Eine Sacerda auf Abwegen
wäre aber das einzige, was mich mit ihr verbinden würde… Ich möchte sie
doch verstehen. Ich tue es bereits… jedenfalls ansatzweise. Aber das kann doch
nicht alles gewesen sein. Was war die letzten 28 Jahre?“
Sid konnte sich nicht vorstellen, wie das Leben von Juno ausgesehen haben
mochte. Sie hatte als sorgloses Partygirl begonnen und danach? Nur Einsamkeit
und völlige Leere?
„Das ist
weniger ein Geheimnis. In Europa jedenfalls nicht. Juno ist eine Nuntia… Sie
ist für den Anführer der europäischen Krieger tätig. Sozusagen eine Art
Botschafterin, die aber auch Verhöre durchführt, wenn sich beispielsweise
Immaculate etwas zu Schulden haben kommen lassen.

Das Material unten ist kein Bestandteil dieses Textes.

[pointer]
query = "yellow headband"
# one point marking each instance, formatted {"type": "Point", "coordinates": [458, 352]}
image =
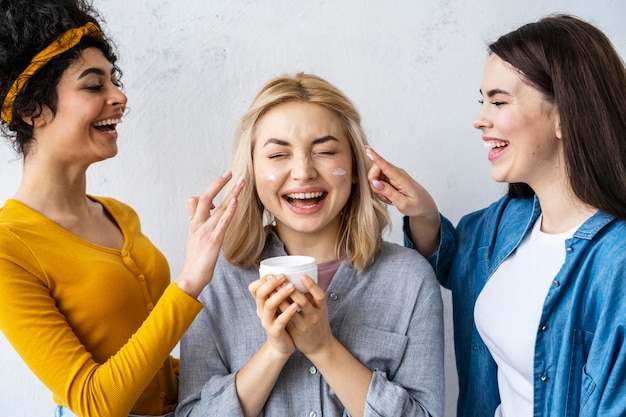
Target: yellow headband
{"type": "Point", "coordinates": [68, 40]}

Du weißt ja, dass auch deine
Stimme diese Besonderheit aufweist, dass sie Menschen in ihren Bann ziehen
kann. Nach der Umwandlung wirst du sie noch besser einsetzen können. Es ist
eine ehrenvolle aber auch sehr schwierige Aufgabe. Sie wird auch mit Opfern
sprechen müssen, wie sie eines war. Das erfordert sehr viel Mut.“, gab Nico
bereitwillig Auskunft.
Sid starrte
sie mit leicht geöffnetem Mund an, weil es ihr wie Selbstkasteiung vorkam, was
Juno sich mit dieser Aufgabe antat. Sie nahm einen weiteren Schluck des
wärmenden Tees und dann nahmen ihre Augen einen entschlossenen Ausdruck an.
„Kann ich das auch werden? Ich meine… Nuntia?“
Nico
blinzelte überrascht und legte dann den Kopf schief, um Sid eine Weile lang
überlegend zu mustern.
„Nun, die Nuntias sind direkt dem Anführer der Krieger unterstellt. In der
Regel übernimmt eine der Sacerdas diese Aufgabe… Das sollte man nicht übers
Knie brechen. Aber es wäre ein guter Anknüpfungspunkt, da du dich mit Fragen an
Juno wenden könntest. Ich weiß, dass du dir vielleicht wünschst, sie würde den
ersten Schritt machen, aber du kannst es aus einer geschützten Beziehung heraus
tun. Malcolm wird immer hinter dir stehen und dir Halt geben. Verstehst du? Ich
will dich bestimmt nicht, zu etwas drängen. Du stehst unter keinem zeitlichen
Druck, Sid. Aber ich finde deinen Gedanken sehr tapfer und großherzig. Immerhin
würdest du Dienst an der Rasse leisten, die dir vor kurzem noch die kalte
Schulter gezeigt hat.“
Sid lächelte
erfreut, dass ihre Idee nicht gleich verworfen wurde und beugte sich impulsiv
nach vorne, um Nico einen Kuss auf die Wange zu geben.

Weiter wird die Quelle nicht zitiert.